Development of Methods for Coordinate Measurement of Total Cell-Associated and Integrated Human Immunodeficiency Virus Type 1 (HIV-1) DNA Forms in Routine Clinical Samples: Levels Are Not Associated with Clinical Parameters, but Low Levels of Integrated HIV-1 DNA May Be Prognostic for Continued Successful Therapy{triangledown}

J. M. Carr,1,2* K. M. Cheney,1,2 C. Coolen,1 A. Davis,1 D. Shaw,3 W. Ferguson,3 G. Chang,1 G. Higgins,1 C. Burrell,1,2 and P. Li1,2

Infectious Diseases Laboratories, Institute of Medical and Veterinary Science, Frome Rd., Adelaide 5000, Australia,1 School of Molecular and Biomedical Sciences, University of Adelaide, North Terrace, Adelaide 5005, Australia,2 Infectious Diseases Unit, Royal Adelaide Hospital, North Terrace, Adelaide 5000, Australia3

Received 18 September 2006/ Returned for modification 3 November 2006/ Accepted 9 February 2007

We have adapted our established Alu PCR assay for proviral DNA and PCR for total cellular DNA to a real-time PCR format and applied these to human immunodeficiency virus (HIV)-positive specimens collected for routine determination of the plasma viral load (pVL). In a cohort of five patients, measurements of integrated viral load (iVL) and cell-associated viral load (cVL) in CD4+ cells isolated by a single positive selection step were not indicative of HIV DNA levels in the circulation, and further analysis was performed on peripheral blood mononuclear cells (PBMC). In a cohort of 46 samples total cVL was quantitated in most samples, but iVL could be quantitated in only 47.8%, since in 26% iVL was undetectable and in 21.7% the results were invalid due to high levels of unintegrated HIV DNA. There was no correlation of cVL or iVL with pVL, CD4 count, or duration of successful antiretroviral treatment. Out of 26 patients with undetectable pVL, 4 patients failed therapy within the subsequent 12 months and had higher than average iVL, but this was not the case for cVL. Among nine patients with long-term undetectable pVL, no consistent decline in cVL or iVL was seen with time, and changes in cVL and iVL within a patient could be concordant or discordant. These results show that cVL and iVL can be coordinately measured in PBMC from clinical samples but do not correlate with pVL, CD4 counts, or length of suppressive antiretroviral therapy. Interestingly, a high iVL (but not a high cVL) in patients with undetectable pVL was associated with subsequent treatment failure.

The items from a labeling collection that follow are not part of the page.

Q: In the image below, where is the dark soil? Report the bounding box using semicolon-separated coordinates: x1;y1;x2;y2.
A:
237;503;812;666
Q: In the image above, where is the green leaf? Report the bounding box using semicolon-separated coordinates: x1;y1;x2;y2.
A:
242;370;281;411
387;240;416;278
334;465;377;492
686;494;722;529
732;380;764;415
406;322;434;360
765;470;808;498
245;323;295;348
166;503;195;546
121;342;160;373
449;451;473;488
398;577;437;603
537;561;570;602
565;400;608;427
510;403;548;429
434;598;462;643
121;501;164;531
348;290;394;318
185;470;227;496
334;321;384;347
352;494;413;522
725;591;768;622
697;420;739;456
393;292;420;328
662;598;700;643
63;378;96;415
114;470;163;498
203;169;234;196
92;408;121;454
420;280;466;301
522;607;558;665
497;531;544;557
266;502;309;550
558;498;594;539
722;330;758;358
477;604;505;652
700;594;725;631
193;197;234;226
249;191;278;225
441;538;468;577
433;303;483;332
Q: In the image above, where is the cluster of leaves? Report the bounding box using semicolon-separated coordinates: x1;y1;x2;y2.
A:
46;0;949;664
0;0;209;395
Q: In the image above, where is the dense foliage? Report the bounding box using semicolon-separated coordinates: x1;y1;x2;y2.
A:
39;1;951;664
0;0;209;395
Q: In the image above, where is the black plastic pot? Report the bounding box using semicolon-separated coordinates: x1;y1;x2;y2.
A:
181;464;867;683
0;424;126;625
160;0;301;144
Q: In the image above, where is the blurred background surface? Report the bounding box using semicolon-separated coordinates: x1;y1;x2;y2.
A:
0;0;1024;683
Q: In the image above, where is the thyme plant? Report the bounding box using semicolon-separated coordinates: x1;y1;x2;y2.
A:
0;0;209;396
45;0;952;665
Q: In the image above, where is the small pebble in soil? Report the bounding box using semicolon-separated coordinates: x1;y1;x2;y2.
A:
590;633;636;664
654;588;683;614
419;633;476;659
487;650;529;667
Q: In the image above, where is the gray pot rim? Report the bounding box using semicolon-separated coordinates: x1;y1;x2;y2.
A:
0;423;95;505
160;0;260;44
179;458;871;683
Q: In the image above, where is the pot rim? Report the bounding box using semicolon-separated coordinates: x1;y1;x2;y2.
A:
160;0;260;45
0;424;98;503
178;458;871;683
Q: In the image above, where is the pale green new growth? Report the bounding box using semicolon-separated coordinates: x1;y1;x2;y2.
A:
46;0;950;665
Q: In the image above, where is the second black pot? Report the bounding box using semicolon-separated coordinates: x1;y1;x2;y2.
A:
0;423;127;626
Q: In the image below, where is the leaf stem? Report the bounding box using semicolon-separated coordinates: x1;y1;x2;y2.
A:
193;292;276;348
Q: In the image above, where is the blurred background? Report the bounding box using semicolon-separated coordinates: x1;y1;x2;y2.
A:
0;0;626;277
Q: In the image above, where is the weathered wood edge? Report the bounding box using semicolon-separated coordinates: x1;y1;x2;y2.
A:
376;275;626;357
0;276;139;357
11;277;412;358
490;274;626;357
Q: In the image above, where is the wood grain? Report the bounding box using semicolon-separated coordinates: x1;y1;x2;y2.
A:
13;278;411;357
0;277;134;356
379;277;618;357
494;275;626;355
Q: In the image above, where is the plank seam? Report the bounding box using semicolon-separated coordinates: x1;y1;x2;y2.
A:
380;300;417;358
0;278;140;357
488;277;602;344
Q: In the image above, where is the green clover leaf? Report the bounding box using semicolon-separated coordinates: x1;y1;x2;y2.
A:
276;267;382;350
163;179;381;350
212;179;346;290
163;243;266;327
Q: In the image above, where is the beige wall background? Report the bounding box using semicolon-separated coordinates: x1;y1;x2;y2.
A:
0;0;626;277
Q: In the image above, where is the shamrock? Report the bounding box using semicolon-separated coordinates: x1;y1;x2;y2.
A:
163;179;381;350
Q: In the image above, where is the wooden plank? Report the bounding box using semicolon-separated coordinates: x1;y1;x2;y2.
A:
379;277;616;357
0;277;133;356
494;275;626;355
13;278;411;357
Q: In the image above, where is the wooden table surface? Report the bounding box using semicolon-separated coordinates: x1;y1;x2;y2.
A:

* Corresponding author. Mailing address: Infectious Diseases Laboratories, Institute of Medical and Veterinary Science, Frome Rd., Adelaide, South Australia 5000, Australia. Phone: 61 8 8222 3574. Fax: 61 8 8222 3543. E-mail: jill.carr{at}imvs.sa.gov.au

{triangledown} Published ahead of print on 21 February 2007.


Journal of Clinical Microbiology, April 2007, p. 1288-1297, Vol. 45, No. 4
0095-1137/07/$08.00+0     doi:10.1128/JCM.01926-06
Copyright © 2007, American Society for Microbiology. All Rights Reserved.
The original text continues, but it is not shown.